Gymnaste de l’écriture, Rémy Disdero (Oaristys et autres textes) avance par sauts et gambades en toute liberté. « L’enfant-bouc » n’en fait qu’à sa tête et sa poésie s’en ressent. Il ose tout : le réel, le rêve, le cauchemar. Au fleuve Amour il préfère les Danubes qui ne sont pas forcément bleus. Et les conditions de leurs littoraux sont souvent griffées par les barbelés électrifiés. Les « moteurs figuratifs» que son écriture enclenche sont prêts à embrayer sur des diagonales du fou et des entrées secrètes — le tout en des illuminations « obscures» mais loin de tout néant.
Dans ses livres, Beckett et des Forêts lorgnent du côté de Zola comme d’Eugène Sue, de Queneau ou de Mlichel Ohl lorsque le besoin s’en fait sentir. Mais l’auteur trace ses propres chemins de diable en de beaux mixages. Bref, l’oeuvre tranche au milieu de toute la poétique bobo qui fait le lit et le lieu banal de la littérature communale, libérale ou communiste.
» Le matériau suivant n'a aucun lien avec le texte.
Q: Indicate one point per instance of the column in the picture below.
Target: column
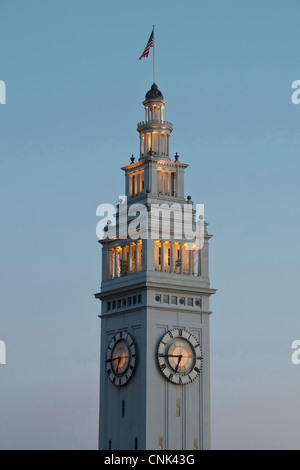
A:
(129, 258)
(162, 256)
(172, 260)
(136, 258)
(159, 143)
(115, 266)
(181, 258)
(199, 262)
Proche de la veine des Surréalistes belges dont il se rapproche, Disdero devient l’ « encyclopède » pince-sans-rire maître d’un certain grotesque et de la dérision que les saints taxent de mauvaise langue.
Entretien :
Qu’est-ce qui vous fait lever le matin ?
L’exonirose.
Que sont devenus vos rêves d’enfant ?
Une brume d’aube sur le fleuve, quand viennent les premiers froids. Et si j’ai pu en réaliser un, il était trop tard, ce n’était plus vraiment un rêve, et je me suis retrouvé, par acquit de conscience, en mon cauchemar d’adulte.
A quoi avez-vous renoncé ?
Qui a dit que j’avais renoncé à quelque chose ?
D’où venez-vous ?
De la boulangerie.
Qu’avez-vous reçu en dot ?
La luxure.
Un petit plaisir — quotidien ou non ?
Ouvrir ma boîte aux lettres.
Qu’est-ce qui vous distingue des autres écrivains et artistes ?
Le nombre de clichés de moi en circulation.
Comment définiriez-vous votre travail d’écrivain ?
Poli. Prudent. Méticuleux. Incertain.
Quelle est la première image qui vous interpella ?
Saturne dévorant ses enfants.
Et votre première lecture ?
“Un bon petit diable”.
Quelles musiques écoutez-vous ?
Un peu de tout, avec une prédilection pour le rocksteady.
Quel est le livre que vous aimez relire ?
Plusieurs livres, en particulier Molloy, “Le brigand, Le buveur, Le bavard”.
Quel film vous fait pleurer ?
“Les larmes du tigre noir”.
Quand vous vous regardez dans un miroir qui voyez-vous ?
Un hébété. Un perdu. Un coucou.
A qui n’avez-vous jamais osé écrire ?
Pourquoi n’oserais-je pas écrire à quelqu’un ? Je me sens très à l’abri derrière ma plume.
Quel(le) ville ou lieu a pour vous valeur de mythe ?
Rossell, en Catalogne.
Quels sont les artistes et écrivains dont vous vous sentez le plus proche ?
Michel Ohl, le facteur Cheval, Hans Fallada.
Qu’aimeriez-vous recevoir pour votre anniversaire ?
Un livre.
Que défendez-vous ?
L’entrée de mon bureau.
Que vous inspire la phrase de Lacan : “L’Amour c’est donner quelque chose qu’on n’a pas à quelqu’un qui n’en veut pas”?
L’envie de le contredire.
Que pensez-vous de celle de W. Allen : “La réponse est oui mais quelle était la question ?“
Est-ce parce qu’elle est de W. Allen que cette phrase a fait long feu ? Je ne parviens malheureusement pas à en saisir la subtilité.
Quelle question ai-je oublié de vous poser ?
Toutes les autres, notamment les questions d’ordre privé, avec lesquelles je me serais volontiers battu.
Entretien et et présentation réalisés par jean-paul gavard-perret pour lelitteraire.com, le 3 octobre 2018.